Talk:Cross tabulation

From Wikipedia, the free encyclopedia

This article is within the scope of WikiProject Statistics, which collaborates to improve Wikipedia's coverage of statistics. If you would like to participate, please visit the project page.

The "Wiki users are smarter" bit is cute, but hardly NPOV, is it? Joshua McGee (talk) 06:20, 29 Jul 2004 (UTC)

It is just my feeble attempt at introducing some humor into an otherwize dry subject. If it offends you, change it. mydogategodshat 17:41, 29 Jul 2004 (UTC)
I wasn't trying to be a jerk about it. Personally, I like it. But it's hard to imagine the Encyclopedia Brittanica doing something like this, right?  :-) I did forget to thank you for a very clear example; I like the article. Joshua McGee (talk) 23:58, 29 Jul 2004 (UTC)

Something seems wrong with the explanation in the second half of the second paragraph.
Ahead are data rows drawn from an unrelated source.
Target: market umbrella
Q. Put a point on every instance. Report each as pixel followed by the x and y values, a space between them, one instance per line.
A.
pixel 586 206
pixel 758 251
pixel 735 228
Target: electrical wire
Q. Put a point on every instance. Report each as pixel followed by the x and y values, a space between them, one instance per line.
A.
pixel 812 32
The reason the rows don't add to 100% is because the table is of the use of wiki for various underwear-types of people, not underwear type for various groups of people based on wikipedia usage. I can't explain it well or I would rewrite it, but I'm hoping someone else who reads this can. Furthermore, the last sentence is blantantly wrong because it implies that the whole table should sum to 100%. It should probably read something like: each cell gives the percentage of people who fall into the column grouping who also fall into the row grouping, but that's a bit long. Scott 04:56, 13 Jan 2007 (UTC)
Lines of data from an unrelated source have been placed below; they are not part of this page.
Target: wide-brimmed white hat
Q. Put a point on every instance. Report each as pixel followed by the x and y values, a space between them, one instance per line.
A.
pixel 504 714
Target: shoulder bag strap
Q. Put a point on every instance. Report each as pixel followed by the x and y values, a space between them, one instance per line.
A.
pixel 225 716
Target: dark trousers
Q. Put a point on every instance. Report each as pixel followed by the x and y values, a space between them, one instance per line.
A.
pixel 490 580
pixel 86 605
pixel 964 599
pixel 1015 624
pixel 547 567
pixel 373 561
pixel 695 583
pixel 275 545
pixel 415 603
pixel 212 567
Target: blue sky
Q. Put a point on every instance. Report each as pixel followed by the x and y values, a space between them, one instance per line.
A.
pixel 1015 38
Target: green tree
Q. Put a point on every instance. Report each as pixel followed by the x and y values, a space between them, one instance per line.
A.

[edit] Wiki users wear boxers or briefs

The article says that these categories are all-inclusive. In order for that to be the case, we would have to assume that all Wiki users are male, or that female Wiki users wear men's underpants.

[edit] Need a section on statistical software

Crosstabs are computed with software on a computer. Large, comprehensive statistical software languages have one or two routines for computing crosstabs.

Language, Crosstab procedure
Minitab, ?
SAS, Proc Freq, Proc Tabulate
SPSS, CROSSTABS
S (open source version "R"), freq()
Systat, ?
Stata, ?
MS Access, Crosstab query
MS Excel, Pivot tables
Lotus Approach, ?
EPI Info, FREQ
Geoda, ?
Jim.Callahan,Orlando 01:43, 20 October 2007 (UTC)

[edit] Regression based statistical analysis of contingency tables (General Linear Model or GLM)

The current statistical discussion of analysis of contingency tables speaks with an ANOVA accent. A simpler, but more powerful way of looking at the contingency tables is using a regression with a collection of zero-one (dummy) indicator variables to code levels.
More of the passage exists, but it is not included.